I am now trying to update my old Fortran code that includes the lines like (*)
allocate( a(2), b(2) )
a(:) = 0.0
b(:) = 0.0
Initially, I changed them to
allocate( a(2), source=0.0 )
allocate( b(2), source=0.0 )
but this is clearly not much simple. So I tried to combine them so that
allocate( a(2), b(2), source=0.0 ) !! (1)
I didn't expect it to work, but it actually worked for gfortran >=4.8 and Sun fortran 8.7 (while not for ifort-14). So I went through the ALLOCATE section of the F2003 and F2008 documents, and it seems that the restriction has been removed in F2008 that "If SOURCE= appears, allocation-list shall contain only one allocate-object". Does this mean that the above line 1 is no problem in F2008, and that the different behavior is simply due to different degree of F2008 support?
(*) In actual codes, I was trying to allocate several array components of a derived type, allocate( conf% crd(3,N), conf% vel(3,N), conf% frc(3,N), blah, blah,... )
while assigning zero to each of them. So I was wondering if it is possible to simplify those lines somewhat.
At the high level, yes, the restriction in Fortran 2003 that there is only one object in a sourced allocation is removed in Fortran 2008.

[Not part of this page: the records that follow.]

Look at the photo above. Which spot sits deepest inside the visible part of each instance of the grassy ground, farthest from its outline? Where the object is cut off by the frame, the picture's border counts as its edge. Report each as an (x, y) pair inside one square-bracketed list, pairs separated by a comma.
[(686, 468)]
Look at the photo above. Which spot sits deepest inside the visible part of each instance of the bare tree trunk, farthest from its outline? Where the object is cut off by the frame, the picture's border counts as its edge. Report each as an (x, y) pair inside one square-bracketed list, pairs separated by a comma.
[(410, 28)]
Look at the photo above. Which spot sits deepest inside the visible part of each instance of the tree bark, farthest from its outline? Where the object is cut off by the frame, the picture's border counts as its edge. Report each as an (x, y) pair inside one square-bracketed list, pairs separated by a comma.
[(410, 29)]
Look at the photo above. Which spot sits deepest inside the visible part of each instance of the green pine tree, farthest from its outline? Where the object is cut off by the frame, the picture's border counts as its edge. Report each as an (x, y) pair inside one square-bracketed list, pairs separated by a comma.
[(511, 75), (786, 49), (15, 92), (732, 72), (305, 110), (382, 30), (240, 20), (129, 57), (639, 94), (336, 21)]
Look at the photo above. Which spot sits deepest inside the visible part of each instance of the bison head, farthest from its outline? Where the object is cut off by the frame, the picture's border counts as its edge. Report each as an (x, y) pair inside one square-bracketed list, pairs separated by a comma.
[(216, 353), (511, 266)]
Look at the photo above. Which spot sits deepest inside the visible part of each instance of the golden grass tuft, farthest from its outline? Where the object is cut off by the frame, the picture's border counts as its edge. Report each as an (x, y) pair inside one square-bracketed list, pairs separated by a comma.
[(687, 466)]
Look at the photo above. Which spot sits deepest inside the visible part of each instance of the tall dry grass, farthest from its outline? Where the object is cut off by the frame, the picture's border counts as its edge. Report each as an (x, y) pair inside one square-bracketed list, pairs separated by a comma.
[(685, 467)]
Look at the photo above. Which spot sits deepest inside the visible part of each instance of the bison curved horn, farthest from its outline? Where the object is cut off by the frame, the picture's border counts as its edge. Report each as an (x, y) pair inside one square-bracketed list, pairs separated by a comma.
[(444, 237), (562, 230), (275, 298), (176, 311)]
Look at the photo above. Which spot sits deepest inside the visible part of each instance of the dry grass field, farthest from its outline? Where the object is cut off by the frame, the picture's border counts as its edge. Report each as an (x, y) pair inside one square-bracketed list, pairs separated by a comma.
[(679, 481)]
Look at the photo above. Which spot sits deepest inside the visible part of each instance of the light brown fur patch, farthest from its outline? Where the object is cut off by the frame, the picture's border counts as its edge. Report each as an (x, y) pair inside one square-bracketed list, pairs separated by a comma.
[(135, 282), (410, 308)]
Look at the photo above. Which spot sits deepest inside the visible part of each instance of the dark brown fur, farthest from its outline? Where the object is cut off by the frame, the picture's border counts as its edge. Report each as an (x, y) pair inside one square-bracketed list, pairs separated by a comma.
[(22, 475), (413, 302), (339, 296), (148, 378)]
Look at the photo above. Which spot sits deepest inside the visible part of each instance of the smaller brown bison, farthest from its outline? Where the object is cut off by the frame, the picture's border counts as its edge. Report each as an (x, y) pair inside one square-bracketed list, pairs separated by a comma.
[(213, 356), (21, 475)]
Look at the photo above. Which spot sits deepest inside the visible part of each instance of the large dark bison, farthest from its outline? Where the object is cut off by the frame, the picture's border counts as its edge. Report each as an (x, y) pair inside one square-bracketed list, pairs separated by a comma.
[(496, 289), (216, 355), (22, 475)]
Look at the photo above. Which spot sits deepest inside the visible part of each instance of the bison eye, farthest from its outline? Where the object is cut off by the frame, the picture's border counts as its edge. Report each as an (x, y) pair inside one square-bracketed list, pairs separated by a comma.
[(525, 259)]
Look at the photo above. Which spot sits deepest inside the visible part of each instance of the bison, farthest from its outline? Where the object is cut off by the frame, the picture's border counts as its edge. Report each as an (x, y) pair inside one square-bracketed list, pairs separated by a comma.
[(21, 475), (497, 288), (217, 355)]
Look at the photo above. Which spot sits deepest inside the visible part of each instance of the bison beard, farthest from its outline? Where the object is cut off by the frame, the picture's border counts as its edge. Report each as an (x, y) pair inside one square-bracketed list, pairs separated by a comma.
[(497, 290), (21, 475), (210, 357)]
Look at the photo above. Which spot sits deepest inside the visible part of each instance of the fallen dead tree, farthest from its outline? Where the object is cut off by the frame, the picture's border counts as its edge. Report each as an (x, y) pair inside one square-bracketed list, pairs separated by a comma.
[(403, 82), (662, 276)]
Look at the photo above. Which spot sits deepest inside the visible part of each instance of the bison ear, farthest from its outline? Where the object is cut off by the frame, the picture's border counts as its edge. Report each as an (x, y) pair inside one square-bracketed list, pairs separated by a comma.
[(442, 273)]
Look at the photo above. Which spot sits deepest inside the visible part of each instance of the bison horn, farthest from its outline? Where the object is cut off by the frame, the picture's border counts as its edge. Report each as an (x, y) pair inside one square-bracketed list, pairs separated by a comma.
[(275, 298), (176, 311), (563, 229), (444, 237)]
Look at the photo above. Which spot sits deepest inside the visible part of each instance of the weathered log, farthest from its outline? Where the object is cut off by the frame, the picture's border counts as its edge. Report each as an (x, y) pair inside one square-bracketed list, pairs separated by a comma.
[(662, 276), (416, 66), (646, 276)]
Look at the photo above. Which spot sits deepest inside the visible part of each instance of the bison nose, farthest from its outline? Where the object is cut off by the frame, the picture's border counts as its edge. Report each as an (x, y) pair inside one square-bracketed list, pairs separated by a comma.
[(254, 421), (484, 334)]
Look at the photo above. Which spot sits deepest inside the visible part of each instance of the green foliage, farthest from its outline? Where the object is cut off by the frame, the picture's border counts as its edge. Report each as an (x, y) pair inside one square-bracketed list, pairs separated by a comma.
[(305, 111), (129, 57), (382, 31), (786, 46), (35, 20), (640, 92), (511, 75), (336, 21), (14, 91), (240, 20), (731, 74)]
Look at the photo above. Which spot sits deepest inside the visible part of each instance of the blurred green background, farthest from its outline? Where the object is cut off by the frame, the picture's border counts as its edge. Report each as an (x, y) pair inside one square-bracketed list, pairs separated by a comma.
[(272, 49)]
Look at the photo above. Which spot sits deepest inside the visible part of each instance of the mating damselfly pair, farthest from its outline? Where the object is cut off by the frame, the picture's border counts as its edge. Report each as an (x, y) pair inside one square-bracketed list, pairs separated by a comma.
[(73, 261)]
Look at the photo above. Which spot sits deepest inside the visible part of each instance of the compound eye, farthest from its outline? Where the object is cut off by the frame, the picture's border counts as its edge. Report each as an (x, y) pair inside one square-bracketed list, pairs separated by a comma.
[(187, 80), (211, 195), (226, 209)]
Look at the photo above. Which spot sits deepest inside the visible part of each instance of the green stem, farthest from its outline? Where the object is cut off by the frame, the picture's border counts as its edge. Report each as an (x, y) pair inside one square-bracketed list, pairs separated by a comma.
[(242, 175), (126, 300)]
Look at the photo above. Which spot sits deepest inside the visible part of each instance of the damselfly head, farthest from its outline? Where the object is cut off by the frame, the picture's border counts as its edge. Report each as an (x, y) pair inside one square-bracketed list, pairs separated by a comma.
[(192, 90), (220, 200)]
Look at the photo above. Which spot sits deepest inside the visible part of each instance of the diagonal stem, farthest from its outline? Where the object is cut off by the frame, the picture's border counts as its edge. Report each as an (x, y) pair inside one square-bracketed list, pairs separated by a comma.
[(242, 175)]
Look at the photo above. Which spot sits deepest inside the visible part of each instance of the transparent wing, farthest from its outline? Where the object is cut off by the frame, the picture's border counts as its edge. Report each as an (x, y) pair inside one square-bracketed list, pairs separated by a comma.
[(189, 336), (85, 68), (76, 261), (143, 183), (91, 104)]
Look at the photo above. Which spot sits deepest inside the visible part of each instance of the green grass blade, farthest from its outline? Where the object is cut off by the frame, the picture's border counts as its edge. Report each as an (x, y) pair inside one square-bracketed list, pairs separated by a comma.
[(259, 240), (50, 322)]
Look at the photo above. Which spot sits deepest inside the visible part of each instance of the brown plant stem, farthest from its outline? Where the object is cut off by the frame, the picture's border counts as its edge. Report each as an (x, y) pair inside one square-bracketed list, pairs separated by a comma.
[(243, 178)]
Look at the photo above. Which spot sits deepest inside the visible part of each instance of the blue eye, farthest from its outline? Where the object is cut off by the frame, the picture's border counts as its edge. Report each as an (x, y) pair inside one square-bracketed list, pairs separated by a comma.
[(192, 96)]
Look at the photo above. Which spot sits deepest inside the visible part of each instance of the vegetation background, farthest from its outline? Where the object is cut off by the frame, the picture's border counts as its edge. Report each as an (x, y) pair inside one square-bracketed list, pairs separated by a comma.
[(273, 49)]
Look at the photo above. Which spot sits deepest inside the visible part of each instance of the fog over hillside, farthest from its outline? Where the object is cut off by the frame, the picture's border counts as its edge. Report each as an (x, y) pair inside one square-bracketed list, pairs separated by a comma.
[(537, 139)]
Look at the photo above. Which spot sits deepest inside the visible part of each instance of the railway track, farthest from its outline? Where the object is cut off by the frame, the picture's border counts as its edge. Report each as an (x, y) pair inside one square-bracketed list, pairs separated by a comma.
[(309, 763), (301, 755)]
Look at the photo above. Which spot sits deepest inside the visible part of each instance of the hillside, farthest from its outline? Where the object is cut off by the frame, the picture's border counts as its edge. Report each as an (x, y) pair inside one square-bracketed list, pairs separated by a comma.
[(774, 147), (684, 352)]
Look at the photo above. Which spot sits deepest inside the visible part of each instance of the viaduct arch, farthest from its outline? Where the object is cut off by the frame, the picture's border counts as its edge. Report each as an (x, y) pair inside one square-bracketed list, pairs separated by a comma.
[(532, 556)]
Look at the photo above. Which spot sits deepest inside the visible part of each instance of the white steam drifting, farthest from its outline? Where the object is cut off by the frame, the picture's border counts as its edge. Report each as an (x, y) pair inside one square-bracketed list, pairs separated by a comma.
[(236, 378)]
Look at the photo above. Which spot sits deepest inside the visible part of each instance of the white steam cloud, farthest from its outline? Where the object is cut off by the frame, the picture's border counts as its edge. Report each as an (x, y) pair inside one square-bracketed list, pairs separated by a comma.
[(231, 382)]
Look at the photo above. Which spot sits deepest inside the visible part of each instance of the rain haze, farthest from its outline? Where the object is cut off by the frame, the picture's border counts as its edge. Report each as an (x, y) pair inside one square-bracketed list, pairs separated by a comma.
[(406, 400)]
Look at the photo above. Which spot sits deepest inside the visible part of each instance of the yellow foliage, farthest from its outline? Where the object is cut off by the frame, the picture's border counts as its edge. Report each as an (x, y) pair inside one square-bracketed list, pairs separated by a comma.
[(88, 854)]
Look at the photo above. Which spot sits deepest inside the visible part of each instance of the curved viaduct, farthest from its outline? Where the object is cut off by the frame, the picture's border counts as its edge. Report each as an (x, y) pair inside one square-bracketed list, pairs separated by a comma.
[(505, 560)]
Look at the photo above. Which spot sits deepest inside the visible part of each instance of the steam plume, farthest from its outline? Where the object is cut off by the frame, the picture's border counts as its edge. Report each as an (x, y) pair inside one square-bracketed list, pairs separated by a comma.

Now, on to other matters. First, you don't show the declarations of a
and b
. In a sourced allocation the objects to be allocated must be type compatible with the source. The simple case
real, allocatable, dimension(:) :: a, b
allocate( a(2), b(2) )
a(:) = 0.0
b(:) = 0.0
has the same Fortran 2008 effect as
real, allocatable, dimension(:) :: a, b
allocate( a(2), b(2), source=0.0 )
But what about
double precision, allocatable, dimension(:) :: a, b
allocate( a(2), b(2), source=0.0 )
?
And the second point from before is: Fortran 2008 is a relatively new thing. I don't trust all compilers to correctly implement the rules with multiple objects in a sourced allocation.